Artists Plan to Turn Langston Hughes’s Home into Nonprofit for Harlem’s Cultural Legacy
2016-08-31 10:18:45 未知
Harlem-based artists launch initiative to convert poet laureate Langston Hughes’s house into a nonprofit dedicated to preserving Harlem’s cultural legacy, Tom Kutsch of The Guardian reports.
African American writer Renée Watson, who is spearheading the project, is hoping to raise $150,000 on the crowdfunding siteIndieGoGo and has already received more than $78,000 in donations. Watson said, “For the past ten years, I’ve walked past the brownstone where Langston Hughes lived and wondered why it was empty. How could it be that his home wasn’t preserved as a space for poets, a space to honor his legacy? I’d pass the brownstone, shake my head, and say, ‘Someone should do something.’ I have stopped saying, ‘Someone should do something’ and decided that someone is me.”
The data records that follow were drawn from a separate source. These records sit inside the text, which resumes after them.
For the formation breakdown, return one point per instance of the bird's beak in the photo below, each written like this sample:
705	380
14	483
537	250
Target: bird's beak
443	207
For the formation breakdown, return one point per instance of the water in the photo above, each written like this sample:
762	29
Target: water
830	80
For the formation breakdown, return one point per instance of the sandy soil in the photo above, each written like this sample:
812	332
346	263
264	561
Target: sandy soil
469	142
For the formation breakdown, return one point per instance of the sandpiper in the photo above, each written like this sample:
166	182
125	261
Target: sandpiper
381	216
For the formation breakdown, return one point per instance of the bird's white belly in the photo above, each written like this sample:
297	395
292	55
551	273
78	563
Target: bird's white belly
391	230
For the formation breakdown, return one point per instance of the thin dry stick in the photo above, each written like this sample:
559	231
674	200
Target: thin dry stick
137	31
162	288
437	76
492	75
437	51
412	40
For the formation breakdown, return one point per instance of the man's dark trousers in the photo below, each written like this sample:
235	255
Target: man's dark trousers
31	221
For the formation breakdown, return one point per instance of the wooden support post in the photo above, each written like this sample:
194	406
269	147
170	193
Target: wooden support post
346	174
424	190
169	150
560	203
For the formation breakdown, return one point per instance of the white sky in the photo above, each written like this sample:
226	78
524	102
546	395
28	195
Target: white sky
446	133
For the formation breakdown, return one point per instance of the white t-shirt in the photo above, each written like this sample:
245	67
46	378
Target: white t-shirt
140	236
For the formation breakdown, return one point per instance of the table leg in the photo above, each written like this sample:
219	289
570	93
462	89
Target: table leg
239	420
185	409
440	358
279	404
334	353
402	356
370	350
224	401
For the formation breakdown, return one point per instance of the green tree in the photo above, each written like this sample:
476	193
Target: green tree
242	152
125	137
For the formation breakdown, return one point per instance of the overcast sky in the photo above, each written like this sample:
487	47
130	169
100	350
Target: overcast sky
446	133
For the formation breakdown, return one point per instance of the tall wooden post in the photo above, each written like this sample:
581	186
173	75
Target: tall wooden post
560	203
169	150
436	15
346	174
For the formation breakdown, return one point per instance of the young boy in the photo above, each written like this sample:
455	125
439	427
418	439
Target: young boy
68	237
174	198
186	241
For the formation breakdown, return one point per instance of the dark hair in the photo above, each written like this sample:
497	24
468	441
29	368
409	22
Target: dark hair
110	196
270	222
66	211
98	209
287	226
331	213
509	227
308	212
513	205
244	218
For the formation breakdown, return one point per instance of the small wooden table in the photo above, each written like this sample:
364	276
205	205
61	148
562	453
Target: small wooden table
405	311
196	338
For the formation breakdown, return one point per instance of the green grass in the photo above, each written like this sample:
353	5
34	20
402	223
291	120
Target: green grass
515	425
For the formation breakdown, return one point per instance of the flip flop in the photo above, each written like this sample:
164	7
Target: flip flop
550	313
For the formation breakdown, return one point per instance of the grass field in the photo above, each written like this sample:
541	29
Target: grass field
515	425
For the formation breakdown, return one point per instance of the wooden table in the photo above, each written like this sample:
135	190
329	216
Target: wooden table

As executive director of the I Too, Arts collective—a nonprofit organization committed to nurturing voices from underrepresented communities in the creative arts—Watson aims to raise enough money to lease and renovate Hughes’s Harlem brownstone, where the writer worked from 1947 until he died in 1967.
“There has been an outpouring of support and encouragement from both the local community as well as the larger community of poets and writers,” Watson said. “In a place like Harlem, I believe it’s important to hold on to the tangible places where black artists lived and created.”